The systems also include built-in electrical ‘noise’ reduction software-hardware, and utilise embedded (chip level) solutions for signal processing and output.
Neurosky primarily works as an original equipment manufacturer (OEM), collaborating with industry partners, developers, and research institutions to deploy the technology into their own products and systems.
NeuroSky’s direct-to-consumer products, such as the MindSet and the MindWave, are typically designed for maximum flexibility of use through third party and open source content.
Another speaker at the dialogue, Anne Tham, group chief executive officer and founder of Ace EdVenture Group, Malaysia, presented a talk on ‘Child entrepreneurs: how to create, nurture and develop them in school’.
She said entrepreneurship could teach a child to make strategic decisions, communicate well, be accountable, lead others, among others.
“Recognising and fostering entrepreneurship in children encourages free thinking and helps them gain self-confidence in their ideas and abilities.
“Besides, understanding and applying the principles of entrepreneurship helps children realise the outcome of their efforts.”
Tham added that entrepreneurship is a mindset and beyond just doing a business.
“It’s about the ability to look for things that we can change in the society but in the process of solving the problem or making life easier for people, we are able to monetise it so that we can sustain our own lives as well.

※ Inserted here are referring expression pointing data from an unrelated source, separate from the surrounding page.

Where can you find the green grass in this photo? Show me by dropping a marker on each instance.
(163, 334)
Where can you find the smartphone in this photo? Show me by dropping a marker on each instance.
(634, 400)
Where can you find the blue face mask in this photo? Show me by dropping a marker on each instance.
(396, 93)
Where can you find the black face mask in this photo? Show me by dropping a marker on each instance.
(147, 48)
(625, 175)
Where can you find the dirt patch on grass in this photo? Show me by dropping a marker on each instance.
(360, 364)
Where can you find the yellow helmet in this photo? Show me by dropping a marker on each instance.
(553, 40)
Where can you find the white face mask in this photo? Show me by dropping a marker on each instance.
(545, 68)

“Showing kids the importance of earning money is paramount to success later in life,” she explained.
According to her, entrepreneurship is a journey and also about creating one’s own path.
It is never too early to teach children some entrepreneurship principles. Basic business knowledge like understanding the concept of earning money, knowing the expenses of running day to day operations, and discovering the importance of goal setting can help children become more productive adults.

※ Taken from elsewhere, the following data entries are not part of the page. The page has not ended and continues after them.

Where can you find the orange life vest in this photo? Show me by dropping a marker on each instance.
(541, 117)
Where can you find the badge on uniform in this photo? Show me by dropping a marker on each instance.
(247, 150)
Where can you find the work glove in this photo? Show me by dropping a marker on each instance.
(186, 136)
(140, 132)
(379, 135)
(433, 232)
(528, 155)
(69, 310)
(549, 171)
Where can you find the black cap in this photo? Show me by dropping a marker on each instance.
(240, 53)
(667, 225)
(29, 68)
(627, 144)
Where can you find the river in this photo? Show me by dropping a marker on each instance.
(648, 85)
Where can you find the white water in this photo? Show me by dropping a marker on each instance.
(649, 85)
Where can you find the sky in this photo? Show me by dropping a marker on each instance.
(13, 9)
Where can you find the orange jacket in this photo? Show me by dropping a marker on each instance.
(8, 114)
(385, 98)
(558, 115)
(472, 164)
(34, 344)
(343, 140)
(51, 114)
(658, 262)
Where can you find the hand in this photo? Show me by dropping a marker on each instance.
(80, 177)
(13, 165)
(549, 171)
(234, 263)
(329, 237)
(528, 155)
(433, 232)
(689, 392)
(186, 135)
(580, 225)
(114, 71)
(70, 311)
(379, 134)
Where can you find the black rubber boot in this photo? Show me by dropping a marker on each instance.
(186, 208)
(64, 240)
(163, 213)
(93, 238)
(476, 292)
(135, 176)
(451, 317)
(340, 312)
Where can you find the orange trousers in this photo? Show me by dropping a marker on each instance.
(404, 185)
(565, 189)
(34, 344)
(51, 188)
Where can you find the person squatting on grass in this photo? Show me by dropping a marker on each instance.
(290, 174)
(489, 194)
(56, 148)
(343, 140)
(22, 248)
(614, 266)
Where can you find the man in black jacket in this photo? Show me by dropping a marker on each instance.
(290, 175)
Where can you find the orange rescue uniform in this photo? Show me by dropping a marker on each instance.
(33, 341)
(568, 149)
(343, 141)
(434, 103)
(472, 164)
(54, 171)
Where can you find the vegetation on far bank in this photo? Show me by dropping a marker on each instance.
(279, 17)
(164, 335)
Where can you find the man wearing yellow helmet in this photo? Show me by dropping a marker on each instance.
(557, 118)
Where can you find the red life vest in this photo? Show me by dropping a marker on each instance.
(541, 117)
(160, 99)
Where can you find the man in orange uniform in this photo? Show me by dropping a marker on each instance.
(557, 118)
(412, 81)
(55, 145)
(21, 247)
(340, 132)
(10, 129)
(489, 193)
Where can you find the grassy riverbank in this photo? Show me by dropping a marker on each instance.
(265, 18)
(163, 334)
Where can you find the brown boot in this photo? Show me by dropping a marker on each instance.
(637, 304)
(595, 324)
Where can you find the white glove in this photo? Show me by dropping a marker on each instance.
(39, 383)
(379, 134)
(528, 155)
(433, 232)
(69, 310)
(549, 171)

“They may not be entrepreneurs but they will think like one,” she pointed out.
“Because we believe in growing a generation of pioneers who are the creators of opportunity and value to society — people who leave the world in a better state than when they first came into it,” she replied.

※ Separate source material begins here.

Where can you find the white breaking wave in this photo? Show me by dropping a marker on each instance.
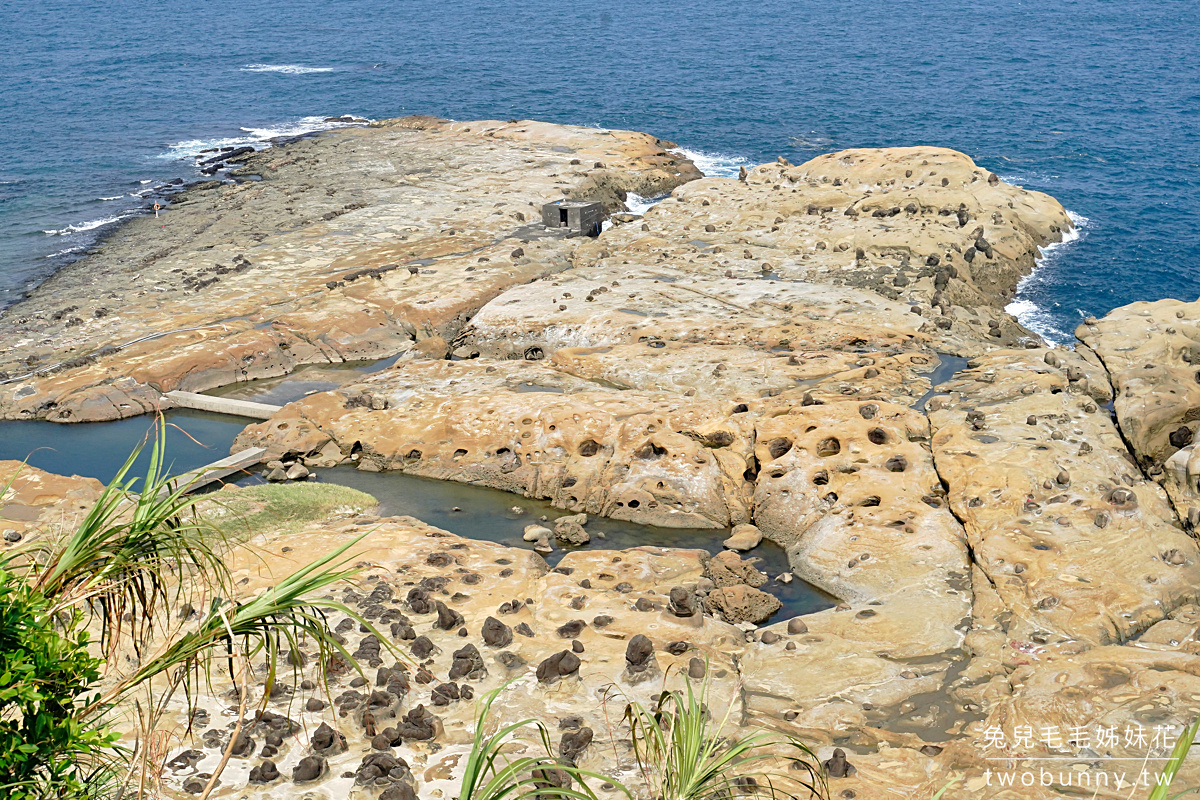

Tham said it was a dream come true when she started the Dwi Emas International School together with director of school Melinda Lim. It’s the first entrepreneurial school in Malaysia.
They wanted their students to start and run businesses while still studying because they would create jobs and drive change.
“Once we get the whole idea into the students’ DNA of creating value in the lives of others and the idea that generating wealth can be made through a supportive culture rather than one that is suppressive or one-sided, then we will have a whole generation of young people who will know how to do the right things as entrepreneurs or corporate leaders.
“This trailblazing spirit is taught to all our students, not just to a selected few who are deemed to be better academically. That’s our purpose and our commitment to all our students,” she said.
Every day, someone discovers something new. While everything develops at a rapid pace, conventional education systems remain the same and the outdated systems struggle to keep up with all this new information.
To grow trailblazers who are ready to lead tomorrow’s world, it is essential to teach students skills they can use in the future, on top of focusing on academic success.
According to Tham, they are ever ready to bring their expertise to Sarawak if the funding and building are there and the people are willing to take it on.
“But with the leadership that the state has, you guys are really heading in the right direction. I think the state is ready,” she said.